Nina lehnte den Kopf wieder an seine Schulter. Keiner sagte ein Wort.
Es dauerte nicht lange, bis ihre Atemzüge langsamer wurden. Stanton war nicht überrascht – Nina konnte überall und jederzeit schlafen: auf einer Parkbank, im Theater, an einem überfüllten Strand. Er machte ebenfalls die Augen zu. Seine verkrampften Kiefermuskeln lockerten sich. Er überlegte, ob er Davies anrufen und ihn fragen sollte, ob er schon weitergekommen war. Aber der Gedanke wurde weggetragen von einer Welle der Erschöpfung und der Traurigkeit. Am liebsten hätte er Trost in einer tiefen Bewusstlosigkeit gesucht.
Aber er konnte nicht einschlafen. Während Minute um Minute verstrich, zählte er im Geist alle Gründe auf, warum er sich nicht infiziert haben konnte: Er hatte seit Monaten keine Milchprodukte und schon seit Jahren kein Fleisch mehr gegessen.
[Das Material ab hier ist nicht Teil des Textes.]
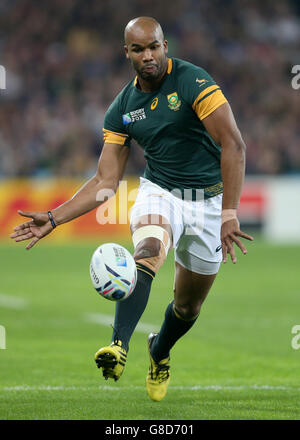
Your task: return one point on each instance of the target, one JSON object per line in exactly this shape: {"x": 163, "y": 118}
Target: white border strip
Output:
{"x": 182, "y": 388}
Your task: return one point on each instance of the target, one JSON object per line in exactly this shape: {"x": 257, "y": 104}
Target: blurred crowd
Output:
{"x": 65, "y": 63}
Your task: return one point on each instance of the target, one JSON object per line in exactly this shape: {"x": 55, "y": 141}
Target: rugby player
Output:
{"x": 182, "y": 120}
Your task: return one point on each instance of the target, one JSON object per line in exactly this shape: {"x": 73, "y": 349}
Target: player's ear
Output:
{"x": 126, "y": 51}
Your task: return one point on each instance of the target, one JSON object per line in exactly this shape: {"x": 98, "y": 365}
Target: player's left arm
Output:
{"x": 221, "y": 126}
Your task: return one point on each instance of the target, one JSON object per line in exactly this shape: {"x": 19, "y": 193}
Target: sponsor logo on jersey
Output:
{"x": 174, "y": 101}
{"x": 154, "y": 103}
{"x": 135, "y": 115}
{"x": 201, "y": 82}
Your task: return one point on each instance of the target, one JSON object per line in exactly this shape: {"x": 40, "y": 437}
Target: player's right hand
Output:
{"x": 38, "y": 227}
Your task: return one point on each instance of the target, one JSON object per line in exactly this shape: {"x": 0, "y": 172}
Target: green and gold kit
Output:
{"x": 167, "y": 124}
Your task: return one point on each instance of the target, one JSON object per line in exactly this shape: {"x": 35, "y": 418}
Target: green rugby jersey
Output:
{"x": 167, "y": 124}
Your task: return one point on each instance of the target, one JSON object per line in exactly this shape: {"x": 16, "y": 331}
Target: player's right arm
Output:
{"x": 110, "y": 170}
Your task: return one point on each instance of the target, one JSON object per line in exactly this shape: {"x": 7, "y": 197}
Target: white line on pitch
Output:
{"x": 98, "y": 318}
{"x": 12, "y": 302}
{"x": 182, "y": 388}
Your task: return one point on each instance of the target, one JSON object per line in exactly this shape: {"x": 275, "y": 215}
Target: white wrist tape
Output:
{"x": 228, "y": 214}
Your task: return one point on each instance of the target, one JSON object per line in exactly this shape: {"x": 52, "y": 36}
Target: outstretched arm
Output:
{"x": 110, "y": 170}
{"x": 222, "y": 127}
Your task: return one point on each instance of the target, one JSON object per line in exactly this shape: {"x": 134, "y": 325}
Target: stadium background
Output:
{"x": 64, "y": 65}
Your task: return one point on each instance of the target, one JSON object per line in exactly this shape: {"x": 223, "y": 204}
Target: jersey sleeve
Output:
{"x": 114, "y": 131}
{"x": 201, "y": 91}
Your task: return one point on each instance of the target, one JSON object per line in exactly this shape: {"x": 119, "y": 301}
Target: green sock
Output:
{"x": 128, "y": 312}
{"x": 171, "y": 330}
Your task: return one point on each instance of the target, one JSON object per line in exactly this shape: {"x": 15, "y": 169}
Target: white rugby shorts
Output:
{"x": 195, "y": 225}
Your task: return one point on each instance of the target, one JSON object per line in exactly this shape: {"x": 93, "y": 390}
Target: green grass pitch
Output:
{"x": 237, "y": 362}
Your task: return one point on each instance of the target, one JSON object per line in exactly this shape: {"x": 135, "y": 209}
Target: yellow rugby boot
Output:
{"x": 158, "y": 376}
{"x": 112, "y": 360}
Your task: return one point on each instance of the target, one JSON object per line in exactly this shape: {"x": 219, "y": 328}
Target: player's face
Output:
{"x": 148, "y": 55}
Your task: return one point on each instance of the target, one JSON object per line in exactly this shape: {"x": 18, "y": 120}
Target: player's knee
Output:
{"x": 187, "y": 311}
{"x": 151, "y": 246}
{"x": 150, "y": 253}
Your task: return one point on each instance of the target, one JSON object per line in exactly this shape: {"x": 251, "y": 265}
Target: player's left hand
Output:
{"x": 38, "y": 227}
{"x": 230, "y": 231}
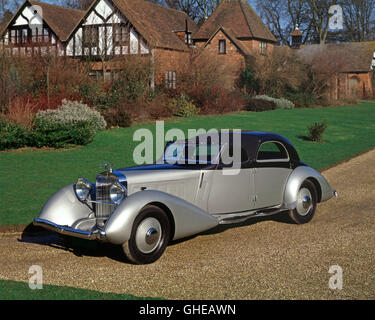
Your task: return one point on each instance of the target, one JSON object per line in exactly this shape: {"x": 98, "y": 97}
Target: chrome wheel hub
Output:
{"x": 304, "y": 201}
{"x": 148, "y": 235}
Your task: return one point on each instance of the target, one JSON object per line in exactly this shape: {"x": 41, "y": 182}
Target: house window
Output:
{"x": 19, "y": 36}
{"x": 121, "y": 34}
{"x": 13, "y": 36}
{"x": 170, "y": 79}
{"x": 222, "y": 47}
{"x": 188, "y": 38}
{"x": 263, "y": 47}
{"x": 45, "y": 35}
{"x": 90, "y": 36}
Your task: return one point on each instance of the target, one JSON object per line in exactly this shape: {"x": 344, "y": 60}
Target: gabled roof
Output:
{"x": 156, "y": 23}
{"x": 345, "y": 57}
{"x": 61, "y": 20}
{"x": 238, "y": 16}
{"x": 231, "y": 36}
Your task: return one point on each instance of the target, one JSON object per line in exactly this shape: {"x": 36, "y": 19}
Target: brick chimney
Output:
{"x": 296, "y": 38}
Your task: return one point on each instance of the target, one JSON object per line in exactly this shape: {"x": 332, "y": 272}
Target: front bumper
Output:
{"x": 88, "y": 235}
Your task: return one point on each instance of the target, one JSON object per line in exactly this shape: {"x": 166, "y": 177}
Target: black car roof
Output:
{"x": 251, "y": 140}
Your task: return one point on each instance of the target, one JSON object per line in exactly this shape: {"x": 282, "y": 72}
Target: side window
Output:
{"x": 243, "y": 156}
{"x": 272, "y": 151}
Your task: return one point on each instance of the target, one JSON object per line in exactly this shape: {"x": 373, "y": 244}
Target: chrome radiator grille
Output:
{"x": 103, "y": 185}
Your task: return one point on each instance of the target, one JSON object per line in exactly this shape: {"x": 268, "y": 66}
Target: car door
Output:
{"x": 271, "y": 172}
{"x": 232, "y": 189}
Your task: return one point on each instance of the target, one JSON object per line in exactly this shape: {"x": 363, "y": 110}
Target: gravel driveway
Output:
{"x": 267, "y": 258}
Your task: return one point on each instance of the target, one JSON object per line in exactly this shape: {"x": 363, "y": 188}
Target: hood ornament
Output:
{"x": 108, "y": 167}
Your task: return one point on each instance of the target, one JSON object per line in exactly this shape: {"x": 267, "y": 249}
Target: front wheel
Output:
{"x": 306, "y": 203}
{"x": 149, "y": 237}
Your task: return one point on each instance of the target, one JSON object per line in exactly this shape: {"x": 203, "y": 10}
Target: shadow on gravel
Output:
{"x": 82, "y": 248}
{"x": 79, "y": 247}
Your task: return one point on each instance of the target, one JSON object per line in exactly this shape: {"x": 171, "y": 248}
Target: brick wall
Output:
{"x": 169, "y": 60}
{"x": 232, "y": 59}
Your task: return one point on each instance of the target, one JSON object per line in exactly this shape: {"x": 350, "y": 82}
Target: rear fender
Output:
{"x": 295, "y": 180}
{"x": 188, "y": 219}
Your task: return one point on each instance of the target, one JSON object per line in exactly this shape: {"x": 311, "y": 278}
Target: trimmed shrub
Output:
{"x": 301, "y": 98}
{"x": 117, "y": 117}
{"x": 281, "y": 103}
{"x": 59, "y": 135}
{"x": 12, "y": 136}
{"x": 182, "y": 106}
{"x": 258, "y": 105}
{"x": 71, "y": 113}
{"x": 212, "y": 100}
{"x": 316, "y": 131}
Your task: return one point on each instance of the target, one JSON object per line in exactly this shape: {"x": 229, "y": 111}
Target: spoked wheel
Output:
{"x": 149, "y": 237}
{"x": 306, "y": 203}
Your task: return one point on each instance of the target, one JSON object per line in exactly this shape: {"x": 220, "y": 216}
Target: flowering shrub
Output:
{"x": 259, "y": 105}
{"x": 72, "y": 112}
{"x": 12, "y": 135}
{"x": 182, "y": 106}
{"x": 281, "y": 103}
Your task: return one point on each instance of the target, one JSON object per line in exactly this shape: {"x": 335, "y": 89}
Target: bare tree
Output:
{"x": 359, "y": 19}
{"x": 282, "y": 16}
Aber jetzt konnte er Cavanaghs Sorge verstehen, wie leicht man sich einbilden konnte, dass man sich mit VFI angesteckt hatte.
Stanton stand auf, trug Nina ins Schlafzimmer hinüber und legte sie behutsam auf die Seite des Bettes, die früher ihre gewesen war. Dogma kam hereingetrottet, und obwohl der Hund normalerweise nicht mit ins Bett durfte, klopfte Stanton jetzt mit der flachen Hand ein paar Mal auf die Matratze. Dogma sprang aufs Bett und legte sich neben Nina.
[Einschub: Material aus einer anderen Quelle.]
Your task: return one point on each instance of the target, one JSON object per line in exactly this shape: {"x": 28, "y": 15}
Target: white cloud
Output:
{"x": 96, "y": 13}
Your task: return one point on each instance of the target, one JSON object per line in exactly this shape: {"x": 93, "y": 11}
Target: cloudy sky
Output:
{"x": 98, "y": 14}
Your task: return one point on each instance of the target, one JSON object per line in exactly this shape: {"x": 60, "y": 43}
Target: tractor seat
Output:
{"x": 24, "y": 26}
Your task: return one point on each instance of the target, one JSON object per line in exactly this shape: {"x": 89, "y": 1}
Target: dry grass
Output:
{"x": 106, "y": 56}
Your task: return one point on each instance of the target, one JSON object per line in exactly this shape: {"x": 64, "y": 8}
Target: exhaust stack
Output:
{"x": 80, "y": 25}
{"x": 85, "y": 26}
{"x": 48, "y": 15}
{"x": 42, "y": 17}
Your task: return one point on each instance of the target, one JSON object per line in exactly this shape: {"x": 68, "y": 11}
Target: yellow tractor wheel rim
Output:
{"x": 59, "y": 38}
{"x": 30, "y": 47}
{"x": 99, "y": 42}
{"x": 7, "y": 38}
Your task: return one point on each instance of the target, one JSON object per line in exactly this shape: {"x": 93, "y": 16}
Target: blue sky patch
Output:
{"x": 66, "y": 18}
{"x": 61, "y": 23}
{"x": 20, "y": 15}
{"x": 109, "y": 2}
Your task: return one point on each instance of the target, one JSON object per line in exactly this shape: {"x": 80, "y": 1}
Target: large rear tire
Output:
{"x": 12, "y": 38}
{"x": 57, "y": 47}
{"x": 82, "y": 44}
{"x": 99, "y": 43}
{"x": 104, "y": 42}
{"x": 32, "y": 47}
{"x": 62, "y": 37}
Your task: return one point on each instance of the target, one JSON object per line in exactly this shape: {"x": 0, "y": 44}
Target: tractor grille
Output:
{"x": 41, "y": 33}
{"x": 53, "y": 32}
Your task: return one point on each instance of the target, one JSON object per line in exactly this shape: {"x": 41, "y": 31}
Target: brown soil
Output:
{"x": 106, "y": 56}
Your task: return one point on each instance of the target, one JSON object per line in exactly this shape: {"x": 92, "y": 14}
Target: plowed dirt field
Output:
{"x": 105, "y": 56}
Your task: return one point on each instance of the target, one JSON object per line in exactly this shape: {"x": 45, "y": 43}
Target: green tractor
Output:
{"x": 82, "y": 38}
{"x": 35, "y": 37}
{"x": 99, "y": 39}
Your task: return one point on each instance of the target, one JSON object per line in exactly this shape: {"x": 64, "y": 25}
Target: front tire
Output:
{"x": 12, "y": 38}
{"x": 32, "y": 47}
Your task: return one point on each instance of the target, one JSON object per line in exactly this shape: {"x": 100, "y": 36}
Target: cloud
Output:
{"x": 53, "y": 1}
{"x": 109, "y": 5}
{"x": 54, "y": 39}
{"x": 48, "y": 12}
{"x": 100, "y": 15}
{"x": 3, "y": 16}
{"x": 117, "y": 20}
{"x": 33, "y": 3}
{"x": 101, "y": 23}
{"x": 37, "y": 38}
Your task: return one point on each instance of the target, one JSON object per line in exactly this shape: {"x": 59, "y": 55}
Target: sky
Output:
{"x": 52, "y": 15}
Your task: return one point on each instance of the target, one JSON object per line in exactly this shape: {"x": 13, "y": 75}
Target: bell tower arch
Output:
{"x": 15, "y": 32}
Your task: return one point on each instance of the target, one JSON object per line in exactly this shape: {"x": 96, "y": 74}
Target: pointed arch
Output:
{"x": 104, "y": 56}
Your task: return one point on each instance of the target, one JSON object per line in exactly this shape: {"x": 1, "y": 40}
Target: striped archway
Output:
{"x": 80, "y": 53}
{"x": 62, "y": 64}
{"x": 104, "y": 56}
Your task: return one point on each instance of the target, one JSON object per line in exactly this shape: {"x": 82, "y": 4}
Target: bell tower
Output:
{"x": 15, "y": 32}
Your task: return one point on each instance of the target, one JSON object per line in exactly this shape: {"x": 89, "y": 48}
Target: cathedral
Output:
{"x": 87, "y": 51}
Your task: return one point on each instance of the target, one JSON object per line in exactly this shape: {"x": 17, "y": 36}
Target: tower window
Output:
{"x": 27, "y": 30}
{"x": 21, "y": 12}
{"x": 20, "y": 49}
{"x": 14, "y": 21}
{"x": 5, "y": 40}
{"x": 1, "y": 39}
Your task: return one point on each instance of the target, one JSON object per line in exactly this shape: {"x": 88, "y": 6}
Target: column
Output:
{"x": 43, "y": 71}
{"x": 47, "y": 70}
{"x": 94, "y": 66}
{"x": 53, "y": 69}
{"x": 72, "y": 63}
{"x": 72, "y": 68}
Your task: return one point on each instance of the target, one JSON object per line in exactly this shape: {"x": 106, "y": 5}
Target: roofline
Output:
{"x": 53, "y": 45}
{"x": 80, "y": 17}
Stanton war auf dem Weg ins Arbeitszimmer, wo er seine E-Mails durchsehen wollte, als sein Handy klingelte. Er kannte die auf dem Display angezeigte Nummer nicht.
»Dr. Stanton? Hier ist Chel Manu. Entschuldigen Sie, dass ich Sie so spät noch störe.«
»Dr. Manu! Wo haben Sie denn gesteckt? Wir haben x-mal versucht, Sie zu erreichen.«
»Tut mir leid, dass ich mich erst jetzt melde.«
Etwas in ihrer Stimme ließ Stanton aufhorchen. »Alles in Ordnung?«
»Ich muss mit Ihnen reden.«
10
Die Straßenverkäufer, die die besten Plätze auf der dem Meer zugewandten Seite der Strandpromenade ergattert hatten, hatten ihre Panflöten und ihre Vogelhäuschen und ihre Haschpfeifen in Kisten gepackt und waren verschwunden. Es war kurz nach Mitternacht, und Polizeistreifen vertrieben Obdachlose und die letzten Feiernden vom Strand. Frauen und Männer, alle barfuß, tauchten auf dem dunklen Sand auf, als Stanton die Tür öffnete. Vor ihm stand Chel Manu.
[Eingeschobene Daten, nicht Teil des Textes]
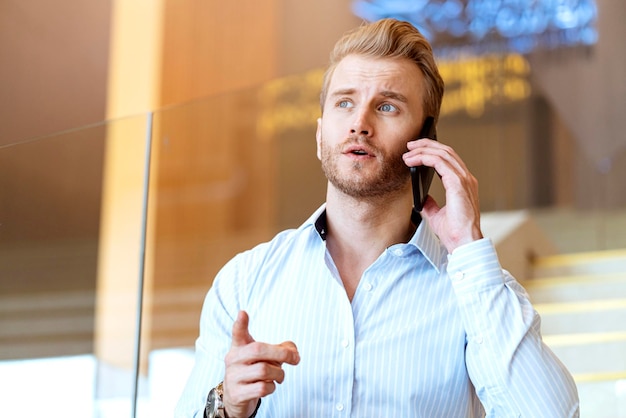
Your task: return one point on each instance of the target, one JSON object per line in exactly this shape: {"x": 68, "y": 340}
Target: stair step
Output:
{"x": 582, "y": 317}
{"x": 604, "y": 397}
{"x": 576, "y": 288}
{"x": 587, "y": 354}
{"x": 576, "y": 264}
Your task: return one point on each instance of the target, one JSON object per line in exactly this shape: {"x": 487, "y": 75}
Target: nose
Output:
{"x": 362, "y": 124}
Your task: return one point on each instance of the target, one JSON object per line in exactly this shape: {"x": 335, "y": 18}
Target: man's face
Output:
{"x": 373, "y": 108}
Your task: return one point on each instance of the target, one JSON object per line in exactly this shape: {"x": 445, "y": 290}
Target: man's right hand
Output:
{"x": 253, "y": 369}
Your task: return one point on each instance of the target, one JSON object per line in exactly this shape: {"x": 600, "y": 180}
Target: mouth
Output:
{"x": 358, "y": 151}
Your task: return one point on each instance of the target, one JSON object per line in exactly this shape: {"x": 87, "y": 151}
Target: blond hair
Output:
{"x": 390, "y": 38}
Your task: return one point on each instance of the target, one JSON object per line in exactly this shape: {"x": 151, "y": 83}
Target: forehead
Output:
{"x": 362, "y": 73}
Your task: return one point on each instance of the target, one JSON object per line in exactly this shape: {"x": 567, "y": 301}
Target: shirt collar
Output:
{"x": 424, "y": 238}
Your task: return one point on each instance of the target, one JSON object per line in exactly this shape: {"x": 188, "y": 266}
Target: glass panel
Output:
{"x": 67, "y": 327}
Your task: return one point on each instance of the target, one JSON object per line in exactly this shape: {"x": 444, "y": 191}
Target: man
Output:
{"x": 365, "y": 310}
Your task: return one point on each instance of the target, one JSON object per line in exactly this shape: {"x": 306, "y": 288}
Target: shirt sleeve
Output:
{"x": 514, "y": 373}
{"x": 216, "y": 320}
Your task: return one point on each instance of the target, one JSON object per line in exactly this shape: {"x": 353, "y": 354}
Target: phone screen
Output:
{"x": 422, "y": 176}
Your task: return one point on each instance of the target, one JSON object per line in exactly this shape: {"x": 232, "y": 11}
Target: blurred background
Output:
{"x": 143, "y": 143}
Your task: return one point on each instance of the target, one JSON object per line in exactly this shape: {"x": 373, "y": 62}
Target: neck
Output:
{"x": 360, "y": 230}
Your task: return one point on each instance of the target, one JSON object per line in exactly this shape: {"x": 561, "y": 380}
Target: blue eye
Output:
{"x": 388, "y": 108}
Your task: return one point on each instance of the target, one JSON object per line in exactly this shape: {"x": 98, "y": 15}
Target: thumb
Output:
{"x": 241, "y": 335}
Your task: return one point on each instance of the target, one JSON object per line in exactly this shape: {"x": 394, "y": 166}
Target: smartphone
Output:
{"x": 422, "y": 176}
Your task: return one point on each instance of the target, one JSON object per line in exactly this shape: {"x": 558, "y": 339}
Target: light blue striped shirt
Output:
{"x": 427, "y": 334}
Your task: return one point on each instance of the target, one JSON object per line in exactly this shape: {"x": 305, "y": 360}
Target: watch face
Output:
{"x": 214, "y": 406}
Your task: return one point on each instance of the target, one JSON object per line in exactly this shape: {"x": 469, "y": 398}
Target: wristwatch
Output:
{"x": 215, "y": 403}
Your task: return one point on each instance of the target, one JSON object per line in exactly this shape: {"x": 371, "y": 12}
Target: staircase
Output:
{"x": 581, "y": 298}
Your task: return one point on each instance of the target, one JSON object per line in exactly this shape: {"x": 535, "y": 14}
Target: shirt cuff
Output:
{"x": 475, "y": 266}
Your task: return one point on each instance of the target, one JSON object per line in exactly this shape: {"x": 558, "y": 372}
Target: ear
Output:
{"x": 318, "y": 138}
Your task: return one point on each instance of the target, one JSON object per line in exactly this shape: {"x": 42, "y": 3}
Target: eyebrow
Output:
{"x": 394, "y": 95}
{"x": 386, "y": 93}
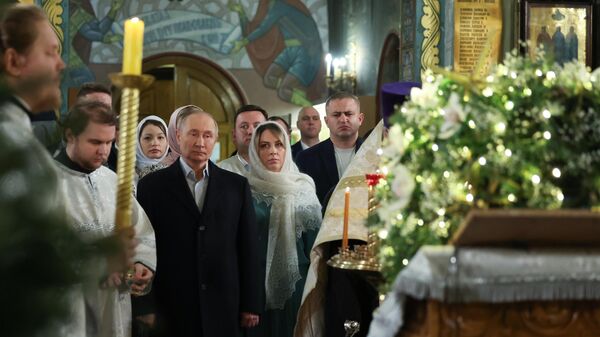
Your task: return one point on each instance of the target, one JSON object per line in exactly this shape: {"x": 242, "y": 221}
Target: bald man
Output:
{"x": 309, "y": 124}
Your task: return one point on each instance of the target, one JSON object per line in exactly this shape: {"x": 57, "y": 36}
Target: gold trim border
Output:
{"x": 430, "y": 53}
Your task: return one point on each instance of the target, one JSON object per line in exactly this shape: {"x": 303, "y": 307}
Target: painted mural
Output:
{"x": 282, "y": 40}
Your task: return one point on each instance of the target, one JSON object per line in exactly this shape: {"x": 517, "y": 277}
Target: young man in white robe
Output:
{"x": 90, "y": 203}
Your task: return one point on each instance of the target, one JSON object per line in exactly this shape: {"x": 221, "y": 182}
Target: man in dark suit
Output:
{"x": 309, "y": 124}
{"x": 327, "y": 161}
{"x": 207, "y": 278}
Er bat sie mit einer Handbewegung zu den beiden verwitterten Korbsesseln in einer Ecke der Veranda. Vom Strand her schwärmten Leute in ihre Richtung wie frisch geschlüpfte Amphibien auf dem Weg an Land. Einige nickten Stanton im Vorbeigehen zu. Sie waren auf der Suche nach einem Unterschlupf für die Nacht, bis der Strand am anderen Morgen um fünf wieder geöffnet würde.
Ein großer kräftiger Asiate in einem schweren Mantel und einer Tarnhose, der ein Schild trug mit der Aufschrift FEIERT, ALS WÄRE ES 2012, stieg auf die Promenade und ließ sich dann genau gegenüber von Stantons Veranda mitten auf dem Ocean Front Walk auf den Hintern fallen. »Am 13. b’ak’tun ist es zu Ende!«
Stanton schüttelte nur den Kopf und wandte sich Chel zu, die den Mann mit einem Ausdruck musterte, den er nicht einordnen konnte.
»Was kann ich für Sie tun?«, fragte er schließlich.
Ungläubig hörte er zu, als sie ihm von der Handschrift erzählte und warum sie wirklich im Krankenhaus gewesen war. Als sie geendet hatte, musste er sich beherrschen, um sie nicht zu packen und zu schütteln. »Warum zum Teufel haben Sie uns angelogen?«, stieß er hervor.